The latest Marquette poll removes any doubt that the race for Governor is not only close but perhaps favors Democratic challenger Mary Burke.
I’ll admit to being among those who misread this campaign. At the start of this year I expected Governor Walker to win by at least the margin of the June 2012 recall. I figured no one with his record of reforming state and local finance could lose, especially against a weak candidate such as Burke.
Why did I (and many others) get things wrong? The answer falls into two categories: (1) factors within Governor Walker’s control; and (2) things beyond his control.
The Governor’s biggest mistake was to spend so much time exploring a presidential run. In my opinion his chances never were more than a long-shot. All that time spent out-of-state was wasted. He should have been at home.
Next, while hindsight is 20-20, it’s clear Trek-related attacks on Burke have not worked. Trek’s popular. Further, Trek conducts its business — like a multitude of other companies — in a way that reflects international economic reality. The Walker attacks have dispirited some in the GOP base. Tying Burke to Jim Doyle and Barack Obama would have been better way to define her. Still time for that — see below.
Governor Walker said Friday on Charlie Sykes’ show that he’s about to present ideas for a second term. He implied that this has not occurred already because campaigns don’t seriously begin until Labor Day. An alternative view is that this campaign has been underway for months and the Governor is behind the curve in presenting a clear reason for his re-election and an agenda for a second term.
Things Beyond Walker’s Control
The media doesn’t like Governor Walker. This is most evident in two arenas.
First, the media is reluctant to stress his fiscal achievements, which are nothing short of phenomenal.
The state’s multi-billion dollar structural budget deficit briefly was eliminated and has been reduced greatly. When Jim Doyle ran for a second term in 2006 the media reported ad nauseum that he had eliminated the deficit. He had not. When Mark Green pointed out the facts, the media said “Mark Green claims…..”
Act 10 (as virtually every local official will privately admit) has been a gift from heaven (Madison, actually) for local government and schools. The magnitude of fiscal savings is in the billions. They will grow every year. All the “end of the world” talk has proven baseless.

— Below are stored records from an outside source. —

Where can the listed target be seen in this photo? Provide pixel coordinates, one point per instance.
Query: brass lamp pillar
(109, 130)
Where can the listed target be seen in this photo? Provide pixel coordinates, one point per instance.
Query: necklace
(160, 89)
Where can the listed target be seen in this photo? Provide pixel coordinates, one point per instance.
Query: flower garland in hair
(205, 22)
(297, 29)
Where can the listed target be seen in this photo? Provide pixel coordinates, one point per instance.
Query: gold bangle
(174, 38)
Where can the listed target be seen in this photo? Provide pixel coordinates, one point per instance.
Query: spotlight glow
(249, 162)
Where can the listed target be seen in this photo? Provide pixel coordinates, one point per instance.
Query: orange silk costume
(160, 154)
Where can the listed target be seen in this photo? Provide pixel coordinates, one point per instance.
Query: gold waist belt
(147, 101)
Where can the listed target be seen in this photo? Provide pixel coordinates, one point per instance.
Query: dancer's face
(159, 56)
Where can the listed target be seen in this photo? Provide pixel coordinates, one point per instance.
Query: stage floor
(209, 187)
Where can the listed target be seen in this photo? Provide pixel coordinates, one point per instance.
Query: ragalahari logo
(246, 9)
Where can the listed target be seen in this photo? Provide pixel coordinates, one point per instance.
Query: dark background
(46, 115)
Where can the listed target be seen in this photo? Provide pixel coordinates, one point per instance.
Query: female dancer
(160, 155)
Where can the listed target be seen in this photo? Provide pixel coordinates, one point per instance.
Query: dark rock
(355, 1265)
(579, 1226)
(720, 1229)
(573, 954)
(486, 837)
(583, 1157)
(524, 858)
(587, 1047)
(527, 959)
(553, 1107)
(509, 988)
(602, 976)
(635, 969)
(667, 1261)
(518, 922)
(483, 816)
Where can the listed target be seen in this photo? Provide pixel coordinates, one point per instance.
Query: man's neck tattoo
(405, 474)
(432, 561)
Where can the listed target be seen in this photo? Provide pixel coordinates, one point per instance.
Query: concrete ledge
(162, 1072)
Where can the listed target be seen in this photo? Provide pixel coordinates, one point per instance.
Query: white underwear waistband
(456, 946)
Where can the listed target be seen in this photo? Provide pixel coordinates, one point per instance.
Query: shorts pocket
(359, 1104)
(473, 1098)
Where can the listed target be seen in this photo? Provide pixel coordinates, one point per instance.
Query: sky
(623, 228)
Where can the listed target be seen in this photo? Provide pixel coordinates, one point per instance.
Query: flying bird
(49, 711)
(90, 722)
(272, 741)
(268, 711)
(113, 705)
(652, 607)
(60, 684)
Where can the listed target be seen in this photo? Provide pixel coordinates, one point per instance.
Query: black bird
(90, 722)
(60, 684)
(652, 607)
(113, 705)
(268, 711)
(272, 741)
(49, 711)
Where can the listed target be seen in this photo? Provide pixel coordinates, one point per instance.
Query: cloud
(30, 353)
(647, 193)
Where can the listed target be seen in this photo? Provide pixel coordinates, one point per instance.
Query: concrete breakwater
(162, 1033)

Second, nowhere is the media’s dislike of Walker more evident than in its coverage of the John Doe investigations. No elected official in Wisconsin history has been subjected to the scrutiny that Walker has. The Journal Sentinel in particular has abandoned any pretense of journalistic ethics, printing thousands of words in front page stories about activity that has survived the independent scrutiny of two judges.
The Next Two Months
While Trek might be popular, Jim Doyle and Barack Obama are not. In the remaining two months Burke needs to own Doyle and Obama. This should let Governor Walker highlight the 180-degree contrast between his fiscal record and that of Doyle. It also enables him to link Burke with ObamaCare and a President who is under water in the MU poll. There’s a reason Burke thought it was “inappropriate” to meet with Obama on his Labor Day visit.
Apart from whatever agenda the Governor presents, he must find a better way to highlight the stunning fiscal accomplishments of his administration. Yes, it’s easy to say that from the sidelines. But it’s still true. Mary Burke was part of an administration that hobbled the Wisconsin treasury. Walker has largely fixed that and, for good measure, put local government on a sounder fiscal footing. He has to find a better way to get the word out.